Accolti i ricorsi di Antonio Abruzzese e Giovanni Drago (per quest’ultimo solo sulla confisca), rigettate le altre impugnazioni di Alushi, Attento e Marotta
Tutti gli articoli di Cronaca
PHOTO
La Cassazione ha pronunciato la sentenza sull’inchiesta “Testa di Serpente”, l’operazione antimafia della Direzione distrettuale antimafia di Catanzaro (rappresentata nel procedimento penale dai pm Vito Valerio e Corrado Cubellotti) che ha colpito i gruppi criminali riconducibili agli Abbruzzese “Banana” e al clan degli “Italiani” di Cosenza, all’epoca guidato da Roberto Porcaro. Con la decisione depositata dopo l’udienza del 28 novembre 2025, la seconda sezione penale ha annullato con rinvio la sentenza d’appello limitatamente ad alcune posizioni, rigettando invece la maggior parte dei ricorsi presentati dagli imputati.
La Suprema Corte ha accolto integralmente il ricorso di Antonio Abruzzese (difeso dagli avvocati Antonio Quintieri e Filippo Cinnante), rilevando una nullità insanabile della sentenza della Corte d’appello di Catanzaro per totale assenza di motivazione sulla sua posizione. I giudici di legittimità hanno evidenziato che il nome dell’imputato compariva esclusivamente nell’intestazione e nel dispositivo, senza alcun riferimento nella parte motiva. Una carenza ritenuta violativa degli articoli 125 e 546 del codice di procedura penale e del diritto di difesa. Per questa ragione, la Cassazione ha disposto l’annullamento con rinvio ad altra sezione della Corte d’appello di Catanzaro per un nuovo giudizio nel pieno contraddittorio delle parti.
Diversa la valutazione sulla posizione di Giovanni Drago (difeso dagli avvocati Filippo Cinnante e Gaetano Maria Bernaudo). Il suo ricorso è stato accolto solo in relazione alla confisca disposta per il reato di usura.

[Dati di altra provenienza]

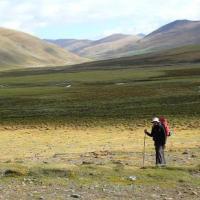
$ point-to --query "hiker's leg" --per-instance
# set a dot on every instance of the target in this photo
(163, 156)
(157, 155)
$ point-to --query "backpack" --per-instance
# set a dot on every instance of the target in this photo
(165, 124)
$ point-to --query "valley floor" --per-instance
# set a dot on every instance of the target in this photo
(96, 163)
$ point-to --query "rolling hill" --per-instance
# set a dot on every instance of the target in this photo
(21, 49)
(173, 35)
(72, 45)
(99, 49)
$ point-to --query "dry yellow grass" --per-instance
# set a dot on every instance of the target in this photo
(37, 144)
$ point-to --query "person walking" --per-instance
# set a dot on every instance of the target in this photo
(159, 137)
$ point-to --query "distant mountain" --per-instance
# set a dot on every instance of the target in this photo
(72, 45)
(141, 35)
(110, 38)
(106, 50)
(21, 49)
(176, 34)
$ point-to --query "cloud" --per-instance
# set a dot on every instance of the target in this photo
(133, 16)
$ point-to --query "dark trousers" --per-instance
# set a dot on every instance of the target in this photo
(160, 157)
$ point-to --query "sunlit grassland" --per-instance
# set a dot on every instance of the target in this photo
(125, 94)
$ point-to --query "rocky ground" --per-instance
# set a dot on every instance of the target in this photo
(41, 164)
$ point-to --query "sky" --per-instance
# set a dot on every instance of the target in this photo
(93, 19)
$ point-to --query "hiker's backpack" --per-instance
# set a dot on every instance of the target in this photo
(165, 124)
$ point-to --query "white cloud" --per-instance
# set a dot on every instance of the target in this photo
(144, 15)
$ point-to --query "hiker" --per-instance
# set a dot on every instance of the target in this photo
(159, 136)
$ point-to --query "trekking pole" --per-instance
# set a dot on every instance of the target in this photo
(144, 151)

La Corte ha ribadito il principio secondo cui, in caso di concorso di persone nel reato, la confisca per equivalente non può essere applicata in modo solidale, ma deve essere commisurata al profitto effettivamente conseguito da ciascun concorrente. Sul punto, i giudici hanno annullato la sentenza limitatamente alla confisca, rinviando alla Corte d’appello per una nuova valutazione. Per il resto, la responsabilità penale di Drago è stata confermata ed è divenuta irrevocabile.
Sono stati invece rigettati i ricorsi di Claudio Alushi (7 anni e 8 mesi), Adamo Attento (6 anni e 2 mesi) e Antonio Marotta (9 anni e 6 mesi), con conseguente condanna degli imputati al pagamento delle spese processuali. La Cassazione ha ritenuto infondate o inammissibili tutte le censure sollevate dalle difese, confermando l’impianto accusatorio e le motivazioni delle sentenze di merito.
In particolare, per Claudio Alushi, la Suprema Corte ha escluso qualsiasi vizio nella valutazione dell’aggravante mafiosa, sia sotto il profilo del metodo intimidatorio sia sotto quello della finalità di agevolazione del clan degli “zingari” di Cosenza, storicamente accertato nel distretto giudiziario cosentino. I giudici hanno chiarito che non è necessaria la dimostrazione di una “confederazione” formalizzata tra i gruppi criminali, essendo sufficiente la consapevolezza e la volontà di agevolare un sodalizio mafioso esistente.
Per Adamo Attento, la Cassazione ha confermato la condanna per estorsione aggravata, ritenendo pienamente attendibile il racconto della persona offesa e coerente la ricostruzione del suo ruolo di intermediario per conto degli Abbruzzese “Banana”. È stata esclusa qualsiasi finalità di mediazione “bonaria”, evidenziando come l’imputato avesse agito nell’interesse della cosca, partecipando attivamente alla riscossione delle somme e rafforzando l’azione intimidatoria.
Rigettato anche il ricorso di Antonio Marotta. La Corte ha ritenuto legittima la valutazione probatoria operata dai giudici di merito, fondata su una pluralità di elementi convergenti, tra cui le dichiarazioni delle persone offese e altri riscontri istruttori. È stata inoltre esclusa la possibilità di derubricare i fatti nell’esercizio arbitrario delle proprie ragioni o nel tentativo di estorsione, in considerazione della finalità estorsiva autonoma perseguita dal gruppo criminale e del contesto mafioso in cui le condotte si sono sviluppate.